If you prefer to verify manually without the SDK, compute `sha256=` followed by the hex-encoded `HMAC-SHA256(secret, rawBody)` and compare it to the header value using a constant-time comparison to prevent timing attacks.

<Note>
  Use `JSON.stringify(req.body)` only if your framework parses JSON automatically. If you have access to the raw request bytes, use those instead — parsing and re-serializing JSON can change byte ordering and break the signature check.
</Note>

## Retry behavior

If your endpoint returns a non-2xx HTTP status code or fails to respond within 10 seconds, Volta will retry the delivery automatically:

| Attempt   | Delay        |
| --------- | ------------ |
| 1st retry | \~30 seconds |
| 2nd retry | \~2 minutes  |
| 3rd retry | \~10 minutes |

After three failed retries the delivery is abandoned.

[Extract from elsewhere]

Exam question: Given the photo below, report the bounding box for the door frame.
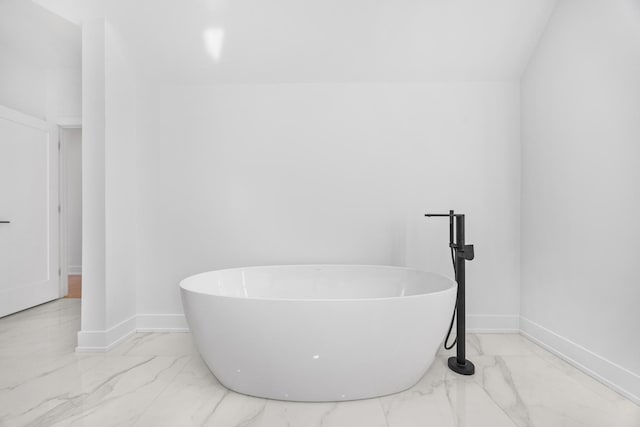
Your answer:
[56,117,84,298]
[0,105,63,308]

Make your endpoint idempotent — Volta may deliver the same event more than once in failure scenarios, and you should handle duplicate events gracefully using the `postId` as a deduplication key.

## Security and SSRF protection

Volta validates every webhook URL before sending and blocks requests to:

* Private IP ranges (`10.0.0.0/8`, `172.16.0.0/12`, `192.168.0.0/16`)
* Loopback addresses (`127.0.0.1`, `::1`, `localhost`)
* Link-local addresses (`169.254.x.x`)
* Non-HTTP protocols (`file:`, `ftp:`, `data:`, `javascript:`)

This SSRF (Server-Side Request Forgery) protection ensures that a misconfigured or malicious webhook URL cannot be used to probe your internal network. Every registered webhook must be a publicly routable HTTPS endpoint.